American writer, editor, and critic (born 1952)

Darrell Charles Schweitzer (born August 27, 1952) is an American writer, editor, and critic in the field of speculative fiction. Much of his focus has been on dark fantasy and horror, although he does also work in science fiction and fantasy. Schweitzer is also a prolific writer of literary criticism and editor of collections of essays on various writers within his preferred genres.

==Life and career==
Schweitzer was born in Woodbury, New Jersey, son of Francis Edward and Mary Alice Schweitzer. He attended Villanova University from 1970 to 1976, from which he received a B.S. in geography (1974) and an M.A. in English (1976). He started his literary career as a reviewer and columnist. He worked as an editorial assistant for Isaac Asimov's SF Magazine from 1977 to 1982 and Amazing Stories from 1982 to 1986, was co-editor with George H. Scithers and John Gregory Betancourt of Weird Tales from 1987 to 1990 and sole editor of the same magazine from 1991 to 1994 and its successor, Worlds of Fantasy & Horror, from 1994 to 1996. From 1998 to 2007 he was again co-editor of the revived Weird Tales, first with Scithers and then with Scithers and Betancourt. He has also been a part-time literary agent for the Owlswick Agency in Philadelphia. and a World Fantasy Award judge. He is a member of Science Fiction Writers of America and Horror Writers of America.

==Fiction==
Most of Schweitzer's fiction is in the areas of dark fantasy and horror. He works most frequently in fiction of shorter lengths, though he has also written a number of novels. His first, The White Isle, an epic, disillusioning quest to the underworld, was written in 1976 but remained unpublished until 1989. The Shattered Goddess (1982) takes place in a far future "Dying Earth" setting, which he later revisited for a sequence of short stories collected as Echoes of the Goddess (2013).

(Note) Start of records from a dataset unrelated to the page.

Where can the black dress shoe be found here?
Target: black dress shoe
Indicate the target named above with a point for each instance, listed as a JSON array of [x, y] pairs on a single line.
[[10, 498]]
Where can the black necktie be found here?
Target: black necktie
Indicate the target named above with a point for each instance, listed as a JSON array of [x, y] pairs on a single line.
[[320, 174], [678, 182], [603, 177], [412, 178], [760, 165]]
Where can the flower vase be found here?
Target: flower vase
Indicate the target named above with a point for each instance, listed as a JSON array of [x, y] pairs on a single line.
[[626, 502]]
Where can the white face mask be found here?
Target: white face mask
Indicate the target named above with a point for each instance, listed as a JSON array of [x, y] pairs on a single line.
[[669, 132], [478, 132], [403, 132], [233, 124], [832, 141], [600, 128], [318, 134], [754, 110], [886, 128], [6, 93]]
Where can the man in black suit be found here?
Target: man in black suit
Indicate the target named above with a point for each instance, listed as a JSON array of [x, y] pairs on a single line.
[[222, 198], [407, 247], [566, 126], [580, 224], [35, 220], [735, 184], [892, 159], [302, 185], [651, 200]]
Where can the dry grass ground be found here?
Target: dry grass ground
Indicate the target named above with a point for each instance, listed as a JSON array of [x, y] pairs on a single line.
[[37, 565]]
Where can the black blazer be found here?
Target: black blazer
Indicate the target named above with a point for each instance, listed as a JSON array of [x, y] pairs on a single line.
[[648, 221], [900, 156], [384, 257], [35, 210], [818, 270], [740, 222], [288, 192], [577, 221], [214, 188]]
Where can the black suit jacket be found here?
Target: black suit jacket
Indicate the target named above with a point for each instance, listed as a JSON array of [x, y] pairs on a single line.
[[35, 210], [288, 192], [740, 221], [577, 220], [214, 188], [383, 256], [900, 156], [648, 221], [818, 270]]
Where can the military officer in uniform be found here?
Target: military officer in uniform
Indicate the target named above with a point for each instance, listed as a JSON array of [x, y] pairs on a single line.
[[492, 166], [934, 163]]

The first work in his tales of the world of the Great River focusing on child-sorcerer Sekenre, "To Become a Sorcerer" (1991), was nominated for the 1992 World Fantasy Award for Best Novella and later expanded into the novel The Mask of the Sorcerer (1995). Additional stories in the series have been collected in Sekenre: The Book of the Sorcerer (2004).

His latest novel, The Dragon House (2018), melds his customary dark tone with elements of humor in a lighter work for young adults. Other works include his stories of the lapsed knight Julian, collected in We Are All Legends (1981), his tales of legendary madman Tom O'Bedlam, numerous works using H. P. Lovecraft's Cthulhu Mythos, many collected in Awaiting Strange Gods: Weird and Lovecraftian Fictions (2015), and a large body of unconnected short stories.

==Nonfiction==
Schweitzer is an authority on the history of speculative fiction and has written numerous critical and bibliographical works on both the field in general and such writers as Lord Dunsany, H. P. Lovecraft, and Robert E. Howard. Many of his essays, reviews and author interviews have been collected into book form. He has also edited a number of anthologies and short story collections.

==Awards==
Together with his editorial colleagues Schweitzer won the 1992 World Fantasy Award special award in the professional category for Weird Tales. He was also nominated twice in the collection category and once in the novella category. He was the Editor Guest of Honor at the 1997 World Horror Convention. His poem Remembering the Future won the 2006 Asimov's Science Fictions Readers' Award for best poem. His novella Living with the Dead was nominated for the 2009 Shirley Jackson Award.